Duval County School Board Member Elizabeth Andersen complained that the increase in state funding “will go through voucher programs and our charter schools,” and not be invested in local district schools.
Andersen clearly does not understand school funding and that probably is one reason the voters fired her Aug. 23. She’s not the only one. The superintendent of schools in Leon County doesn’t get it, either.
Admittedly, school finance is horrendously complicated. Worse, legislators fiddle with the state funding formula every year as various interests try to gain an advantage, so it gets more complicated.
When it was put into effect nearly 75 years ago it was known as the state “equalization” fund.
Each county in Florida is a school district. Some of them have fat tax rolls but relatively few children to educate. In others, it is the reverse.
The intent was to balance out the “pupil rich, property poor” districts and the “property rich, pupil poor,” districts.
Thus, the less affluent districts get more state funds than those that can raise large amounts of money locally.
Liberals have created the myth that schools are underfunded and they also tend to focus on the state funding while ignoring local and federal money spent by the school districts.
Another myth is that school budgets have been slashed. A few years back I looked at every district budget over a 10-year period and not one district had reduced its budget any year during that time. The average increase was about 30 percent over the decade.
Yet another myth is that vouchers “drain money” from the public schools. This is ridiculous and untrue.
Schools get state funds based on the number of students they teach. If a student leaves and goes to another school, the funds go with the child, as they should. It would be lunacy to keep paying a school to teach a child who no longer is enrolled in the school.
One reason vouchers are such a benefit to the public is that the amount is less than the cost of paying a traditional school. Taxpayers actually save money when a child gets a voucher, which averages $7,700.

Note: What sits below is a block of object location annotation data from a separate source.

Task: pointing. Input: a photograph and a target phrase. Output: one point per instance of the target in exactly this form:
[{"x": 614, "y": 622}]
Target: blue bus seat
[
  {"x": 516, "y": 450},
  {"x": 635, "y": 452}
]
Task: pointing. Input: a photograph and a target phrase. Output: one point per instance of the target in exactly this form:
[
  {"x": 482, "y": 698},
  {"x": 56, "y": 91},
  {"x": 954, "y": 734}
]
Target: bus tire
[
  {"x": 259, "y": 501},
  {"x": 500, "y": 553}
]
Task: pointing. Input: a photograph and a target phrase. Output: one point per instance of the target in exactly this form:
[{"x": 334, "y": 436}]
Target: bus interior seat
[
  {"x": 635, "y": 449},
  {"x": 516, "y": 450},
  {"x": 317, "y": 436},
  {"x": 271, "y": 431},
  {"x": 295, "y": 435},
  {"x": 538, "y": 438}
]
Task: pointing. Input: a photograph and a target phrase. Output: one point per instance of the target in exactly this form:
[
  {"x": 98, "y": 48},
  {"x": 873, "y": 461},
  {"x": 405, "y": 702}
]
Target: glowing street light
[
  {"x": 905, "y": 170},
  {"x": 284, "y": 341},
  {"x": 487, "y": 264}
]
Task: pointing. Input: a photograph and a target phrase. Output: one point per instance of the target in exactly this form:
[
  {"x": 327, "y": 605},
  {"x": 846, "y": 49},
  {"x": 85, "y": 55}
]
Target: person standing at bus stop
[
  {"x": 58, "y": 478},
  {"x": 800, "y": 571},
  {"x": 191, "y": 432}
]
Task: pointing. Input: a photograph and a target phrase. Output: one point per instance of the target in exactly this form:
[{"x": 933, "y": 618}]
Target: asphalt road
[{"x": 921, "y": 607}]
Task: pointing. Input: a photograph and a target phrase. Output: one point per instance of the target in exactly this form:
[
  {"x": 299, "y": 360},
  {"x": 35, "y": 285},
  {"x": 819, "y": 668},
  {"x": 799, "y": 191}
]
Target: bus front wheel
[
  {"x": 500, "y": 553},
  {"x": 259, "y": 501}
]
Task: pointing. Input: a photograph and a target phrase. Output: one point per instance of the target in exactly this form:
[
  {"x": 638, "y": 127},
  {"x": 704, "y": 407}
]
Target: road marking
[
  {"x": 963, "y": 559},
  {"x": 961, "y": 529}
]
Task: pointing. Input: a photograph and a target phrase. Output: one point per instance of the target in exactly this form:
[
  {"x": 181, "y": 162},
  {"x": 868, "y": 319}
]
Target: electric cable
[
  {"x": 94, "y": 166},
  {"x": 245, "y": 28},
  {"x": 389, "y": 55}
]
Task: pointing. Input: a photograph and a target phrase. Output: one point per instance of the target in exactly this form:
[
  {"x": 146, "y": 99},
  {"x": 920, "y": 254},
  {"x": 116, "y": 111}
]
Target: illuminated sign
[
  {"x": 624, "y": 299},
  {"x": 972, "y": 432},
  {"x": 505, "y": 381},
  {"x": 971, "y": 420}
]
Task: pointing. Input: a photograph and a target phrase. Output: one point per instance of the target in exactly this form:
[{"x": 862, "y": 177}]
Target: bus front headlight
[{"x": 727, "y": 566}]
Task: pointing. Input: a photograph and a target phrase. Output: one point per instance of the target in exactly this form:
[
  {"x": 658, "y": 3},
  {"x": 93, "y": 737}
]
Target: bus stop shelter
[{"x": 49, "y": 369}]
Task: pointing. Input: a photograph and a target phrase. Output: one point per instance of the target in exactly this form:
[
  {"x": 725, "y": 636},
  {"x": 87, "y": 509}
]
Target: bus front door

Furthermore, the purpose of the voucher is to help children, often minorities, trapped in failing government schools have the opportunity to go to a private school of their choice, the same opportunity children from more affluent families always have had. This apparently is not important to the Leon school superintendent. He would prefer struggling children to remain in schools where they are not getting an education, because they mean revenue to the schools.
Per-pupil funding is up for each of the districts. And even if the scholarship funds did go through the district budgets, as some claim, they would amount to less than 3 percent of the total budgets.
The reason for the fixation on money by the government schools is this:
The more money they get, the more money teachers get. The more money the teachers get, the more money the teacher union gets.
The powerful teacher union lobby uses that massive pile of cash to fund the election campaigns of Democrat Party politicians.
Once in power, those liberal politicians keep the cycle going – with your money.
The local schools are increasing spending by a whopping 26 percent next year. This is before the funds from the new property tax increase kick in — $81 million the first year.
Because more parents have a choice, they are choosing to leave the traditional schools and attend charter schools or private schools.
Based on the state’s school grading system, local schools are improving. There are no F schools and only 7 percent are graded D.
But parents are grading the schools by choosing to leave them. The percentage of school-age children in Jacksonville who attend traditional government schools is dropping.
Not all of those choices have to do with academics. Some relate to school safety, which the local district has misrepresented. In addition, it appears that a growing number of parents are dissatisfied with what they see as a “woke” agenda and want no part of it for their children.